Quantcast

De Blasio’s tone on criminal justice taking a turn

Mayor Bill de Blasio listens to a reporter's question at Lincoln Hospital in the Bronx on Aug. 4, 2015.
Mayor Bill de Blasio listens to a reporter’s question at Lincoln Hospital in the Bronx on Aug. 4, 2015. Photo Credit: Star Wars

In 1988, police officer Edward Byrne was killed in his squad car in Queens. At the height of the drug war and crack era, his death ignited a law-and-order push from politicians and cops alike. Byrne’s badge was carried by George H.W. Bush during his 1988 presidential campaign. PBA president Pat Lynch has described that shooting as “the catalyst that helped us take back this city.”

Just days after the Oct. 20 killing of NYPD Det. Randolph Holder in East Harlem, Mayor Bill de Blasio’s tone on criminal justice began to change, signaling a similar law-and-order pivot in 2015. He had tried boosting his law enforcement credibility by bringing back Bill Bratton, a familiar tough-on-crime face from the ’90s, supporting the controversial broken windows policing and then adding 1,297 cops to the NYPD. But his remarks on too-lenient bail alarmed advocates who want the city to move toward criminal justice reform.

Undoubtedly, Holder’s death will be politicized by those who insist the city should get tough on violent criminals, a subset de Blasio estimates in the thousands.
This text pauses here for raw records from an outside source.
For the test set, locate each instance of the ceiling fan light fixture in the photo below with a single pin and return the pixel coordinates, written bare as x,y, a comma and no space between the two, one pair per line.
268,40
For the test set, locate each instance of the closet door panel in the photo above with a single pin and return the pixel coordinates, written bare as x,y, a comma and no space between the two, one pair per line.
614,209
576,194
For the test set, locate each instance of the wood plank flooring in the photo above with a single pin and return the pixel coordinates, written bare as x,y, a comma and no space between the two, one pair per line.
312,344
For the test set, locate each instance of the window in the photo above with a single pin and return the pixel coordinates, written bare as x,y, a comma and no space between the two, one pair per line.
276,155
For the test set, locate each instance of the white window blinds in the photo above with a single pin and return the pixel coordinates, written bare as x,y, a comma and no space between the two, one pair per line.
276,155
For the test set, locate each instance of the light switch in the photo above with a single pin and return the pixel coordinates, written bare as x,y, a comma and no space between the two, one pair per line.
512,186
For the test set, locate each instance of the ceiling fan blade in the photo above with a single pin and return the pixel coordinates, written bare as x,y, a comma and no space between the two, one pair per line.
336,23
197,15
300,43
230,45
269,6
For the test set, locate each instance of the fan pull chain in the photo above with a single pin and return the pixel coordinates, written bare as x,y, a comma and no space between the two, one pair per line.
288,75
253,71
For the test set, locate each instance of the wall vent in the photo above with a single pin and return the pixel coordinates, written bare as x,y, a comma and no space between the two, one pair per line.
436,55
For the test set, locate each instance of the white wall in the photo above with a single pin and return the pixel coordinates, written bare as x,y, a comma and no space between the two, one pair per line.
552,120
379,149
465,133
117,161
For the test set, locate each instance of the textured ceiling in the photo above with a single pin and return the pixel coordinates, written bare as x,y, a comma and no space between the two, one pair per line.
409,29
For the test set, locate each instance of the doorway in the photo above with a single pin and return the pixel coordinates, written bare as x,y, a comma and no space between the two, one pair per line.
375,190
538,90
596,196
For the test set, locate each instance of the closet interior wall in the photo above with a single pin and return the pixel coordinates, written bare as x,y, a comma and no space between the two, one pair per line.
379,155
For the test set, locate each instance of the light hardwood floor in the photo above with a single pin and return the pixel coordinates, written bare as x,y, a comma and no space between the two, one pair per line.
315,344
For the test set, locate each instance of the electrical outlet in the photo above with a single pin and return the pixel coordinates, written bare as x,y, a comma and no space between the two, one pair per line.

Previously, Bratton had suggested that serious violence was the product of a relatively few, “crew”-based offenders. But even as de Blasio has pointed to police reforms, the NYPD has quietly continued a social media-based tactic that is part of Operation Crew Cut — started in 2012 under then-Commissioner Ray Kelly.

Crew Cut was at the heart of a huge gang raid in West Harlem last summer that snagged some young men in complicated indictments. The Manhattan district attorney’s office built cases on things some young men boasted on social media they might do — but had not actually done. Bratton, who celebrated the military-style raid alongside District Attorney Cyrus Vance, has alluded to an era of “predictive policing,” where the police predict future crimes.
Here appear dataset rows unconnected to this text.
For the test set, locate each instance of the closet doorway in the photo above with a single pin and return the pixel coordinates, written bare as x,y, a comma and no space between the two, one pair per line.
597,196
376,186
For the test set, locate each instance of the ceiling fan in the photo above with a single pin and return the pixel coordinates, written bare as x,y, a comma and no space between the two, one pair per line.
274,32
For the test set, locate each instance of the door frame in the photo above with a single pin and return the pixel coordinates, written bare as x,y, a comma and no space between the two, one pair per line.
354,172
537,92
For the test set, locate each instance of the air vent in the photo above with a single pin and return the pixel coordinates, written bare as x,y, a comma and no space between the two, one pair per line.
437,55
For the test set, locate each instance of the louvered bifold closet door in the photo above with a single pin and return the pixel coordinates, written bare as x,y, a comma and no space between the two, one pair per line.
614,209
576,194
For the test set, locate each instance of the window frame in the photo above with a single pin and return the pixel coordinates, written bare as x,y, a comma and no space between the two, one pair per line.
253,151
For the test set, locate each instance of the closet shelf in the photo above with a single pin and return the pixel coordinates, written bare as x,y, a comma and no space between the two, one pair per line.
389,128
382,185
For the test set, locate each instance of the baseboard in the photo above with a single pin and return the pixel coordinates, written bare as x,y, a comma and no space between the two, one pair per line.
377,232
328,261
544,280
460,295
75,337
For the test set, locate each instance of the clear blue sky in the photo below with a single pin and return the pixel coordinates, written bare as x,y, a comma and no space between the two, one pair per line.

The city’s clearly not soft on crime. Quite the opposite, in fact. Hindsight might see Holder’s reported shooter as a danger, and the mayor now wants judges to consider a person’s “dangerousness” when setting bail.

If he begins on a track to further criminalize New Yorkers — particularly young men of color — then he is taking us back to the law-and-order politics of the ’80s and away from his stated goal of bringing the city together.

Josmar Trujillo is a trainer, writer and activist with the Coalition to End Broken Windows.